Each time when I was asked about matters concerning CPF, I could only remember few details and at times only vaguely. I had to always go to CPF web-pages to source for answers. Questions such as “How is the Retirement Account set-up?”; “When is the drawdown age?”; “How much money can one withdraw from CPF after 55 years old?”; etc.
Let me say that even with my educational level and a finance person, I cannot keep up with the changes in CPF over the years. It is difficult for some CPF members to understand why there is a need to increase the Minimum Sum amount each year to keep up with inflation. They cannot understand why CPF money cannot be withdrawn freely especially when they need money desperately.
With limited understanding and when given inaccurate information by others, people then get worked up over how the government is managing the CPF money. There was once a time, when members can withdraw all CPF money at age 55 years old. Then over the years changes were made to CPF schemes: the drawdown age then came about. It is now 65 years old for those born in 1954 or later, when you can receive monthly payout from CPF Life. This can really be complicated. Some people felt that this is shifting “goal post” when come to finally withdrawing CPF money. The fear is whether there would be further overhaul to CPF schemes down the road (CPF Life notwithstanding).
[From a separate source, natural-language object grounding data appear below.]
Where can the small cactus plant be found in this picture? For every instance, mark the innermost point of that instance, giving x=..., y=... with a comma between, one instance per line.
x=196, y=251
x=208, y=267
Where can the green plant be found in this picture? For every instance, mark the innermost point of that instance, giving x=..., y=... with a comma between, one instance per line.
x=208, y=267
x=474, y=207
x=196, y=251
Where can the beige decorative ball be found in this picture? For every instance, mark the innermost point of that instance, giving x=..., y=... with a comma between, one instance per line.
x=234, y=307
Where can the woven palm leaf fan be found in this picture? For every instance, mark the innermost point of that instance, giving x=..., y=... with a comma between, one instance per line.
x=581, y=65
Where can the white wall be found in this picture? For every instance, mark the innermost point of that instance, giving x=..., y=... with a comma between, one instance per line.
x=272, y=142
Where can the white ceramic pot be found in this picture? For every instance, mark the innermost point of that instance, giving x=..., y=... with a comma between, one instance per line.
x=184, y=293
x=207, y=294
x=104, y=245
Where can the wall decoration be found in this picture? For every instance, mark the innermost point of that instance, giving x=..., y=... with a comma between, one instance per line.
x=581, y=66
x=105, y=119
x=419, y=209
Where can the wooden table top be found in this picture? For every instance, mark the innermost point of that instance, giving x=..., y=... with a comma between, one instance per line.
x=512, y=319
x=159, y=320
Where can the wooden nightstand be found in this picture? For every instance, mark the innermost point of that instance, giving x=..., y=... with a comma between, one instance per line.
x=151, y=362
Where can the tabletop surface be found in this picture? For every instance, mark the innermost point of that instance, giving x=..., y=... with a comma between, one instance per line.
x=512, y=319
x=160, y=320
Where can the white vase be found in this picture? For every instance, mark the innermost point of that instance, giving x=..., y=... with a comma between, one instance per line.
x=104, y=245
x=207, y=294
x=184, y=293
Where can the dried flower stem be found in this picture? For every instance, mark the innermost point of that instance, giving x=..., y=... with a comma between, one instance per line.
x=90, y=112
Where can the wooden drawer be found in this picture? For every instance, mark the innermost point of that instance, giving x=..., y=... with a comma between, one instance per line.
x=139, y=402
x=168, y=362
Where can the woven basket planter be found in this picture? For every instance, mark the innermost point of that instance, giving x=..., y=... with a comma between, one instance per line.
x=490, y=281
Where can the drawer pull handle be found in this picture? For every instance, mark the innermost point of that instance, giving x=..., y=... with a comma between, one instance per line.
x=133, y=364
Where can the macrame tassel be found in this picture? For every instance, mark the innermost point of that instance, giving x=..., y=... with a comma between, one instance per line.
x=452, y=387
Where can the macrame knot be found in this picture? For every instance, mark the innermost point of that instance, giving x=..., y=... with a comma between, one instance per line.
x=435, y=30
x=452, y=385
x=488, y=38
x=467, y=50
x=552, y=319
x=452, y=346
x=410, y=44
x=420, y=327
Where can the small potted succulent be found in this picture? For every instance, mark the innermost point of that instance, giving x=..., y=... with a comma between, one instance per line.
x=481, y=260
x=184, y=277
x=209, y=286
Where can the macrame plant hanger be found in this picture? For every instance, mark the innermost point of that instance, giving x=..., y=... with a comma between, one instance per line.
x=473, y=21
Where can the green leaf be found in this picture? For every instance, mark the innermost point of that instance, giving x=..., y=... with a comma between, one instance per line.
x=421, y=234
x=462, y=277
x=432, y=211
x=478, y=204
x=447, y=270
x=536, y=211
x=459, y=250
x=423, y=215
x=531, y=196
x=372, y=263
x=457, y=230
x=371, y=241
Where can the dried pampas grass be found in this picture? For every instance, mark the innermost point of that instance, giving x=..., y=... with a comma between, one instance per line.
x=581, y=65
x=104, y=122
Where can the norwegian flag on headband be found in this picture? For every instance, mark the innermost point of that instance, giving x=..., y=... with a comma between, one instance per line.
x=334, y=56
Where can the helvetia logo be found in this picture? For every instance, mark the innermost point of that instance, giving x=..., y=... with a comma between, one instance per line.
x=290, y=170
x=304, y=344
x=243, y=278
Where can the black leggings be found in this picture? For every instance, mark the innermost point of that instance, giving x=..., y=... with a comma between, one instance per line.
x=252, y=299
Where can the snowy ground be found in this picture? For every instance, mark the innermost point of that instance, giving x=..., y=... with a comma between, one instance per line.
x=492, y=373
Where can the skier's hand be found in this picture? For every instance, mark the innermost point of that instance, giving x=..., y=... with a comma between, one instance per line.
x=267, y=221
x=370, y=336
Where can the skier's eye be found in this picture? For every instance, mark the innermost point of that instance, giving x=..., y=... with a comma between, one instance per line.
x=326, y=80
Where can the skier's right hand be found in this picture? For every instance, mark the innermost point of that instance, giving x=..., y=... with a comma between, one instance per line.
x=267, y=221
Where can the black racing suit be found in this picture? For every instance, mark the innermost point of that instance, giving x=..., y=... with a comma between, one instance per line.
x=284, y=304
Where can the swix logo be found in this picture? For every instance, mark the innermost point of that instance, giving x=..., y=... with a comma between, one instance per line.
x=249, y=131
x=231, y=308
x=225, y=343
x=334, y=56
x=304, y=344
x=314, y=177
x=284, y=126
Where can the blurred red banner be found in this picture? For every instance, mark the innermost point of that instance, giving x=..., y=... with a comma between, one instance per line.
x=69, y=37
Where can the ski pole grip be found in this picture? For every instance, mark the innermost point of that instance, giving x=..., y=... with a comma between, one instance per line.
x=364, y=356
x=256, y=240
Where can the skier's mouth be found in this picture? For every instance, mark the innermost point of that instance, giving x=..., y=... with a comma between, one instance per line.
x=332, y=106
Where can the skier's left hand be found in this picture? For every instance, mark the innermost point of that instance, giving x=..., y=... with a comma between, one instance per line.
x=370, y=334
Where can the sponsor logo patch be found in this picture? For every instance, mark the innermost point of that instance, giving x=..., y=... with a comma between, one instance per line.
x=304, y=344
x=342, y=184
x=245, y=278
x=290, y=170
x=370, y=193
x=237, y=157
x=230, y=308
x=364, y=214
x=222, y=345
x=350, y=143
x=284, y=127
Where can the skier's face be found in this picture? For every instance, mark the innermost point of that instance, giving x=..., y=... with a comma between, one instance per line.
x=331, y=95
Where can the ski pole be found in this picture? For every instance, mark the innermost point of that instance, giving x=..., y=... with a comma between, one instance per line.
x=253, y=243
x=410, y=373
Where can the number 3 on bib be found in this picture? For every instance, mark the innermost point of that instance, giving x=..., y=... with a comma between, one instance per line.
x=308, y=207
The latest fora and discussions of CPF schemes and returns on CPF funds proved the point that CPF is complicated and emotive.
These are some of my suggestions to address concerns with CPF.
1. Adopt a moratorium of further tweaking of CPF at some point and allow existing schemes to settle over a period of time. If August this year is the time for major shifts in CPF Schemes, bear this idea of moratorium in mind. Let members have certainty of schemes.
2. Create simple guides to CPF in four languages, touching on basic principles of CPF; explaining how to use CPF monies; explaining what happens when one reaches 55 years old; how CPF Life works; and addressing various concerns on CPF by the public such as the need for factoring inflation to increase Minimum Sum. Keep this guide simple with graphical representations for some difficult concepts. This guide beats searching information on the CPF web-pages. One household needs a copy and not every member with CPF money (to be eco-friendly). If there are changes to CPF (when there is no moratorium as suggested), create another new guide to replace the earlier one. Hopefully, government and civil servants can think through deeply before making changes to CPF in the future. Each time when there are changes, people are unhappy.
3. Even with this CPF Guide, some people need explanations from CPF Board to clarify their understandings. Some face-to-face explanations become necessary. Consider how best this can be addressed. There is no lack of ideas for this to be carried out. It all depends on time, effort and at what costs.
One may perceive that public can understand the need for retirement planning through CPF, in reality people may not have a full grasp of the many changes to CPF. One may perceive that the government is doing all it can to help people live out their retirement years, in reality people may not appreciate the changes in the CPF to help in retirement. This perception and reality must be bridged and narrowed such that CPF no longer become an emotive issue to tackle with.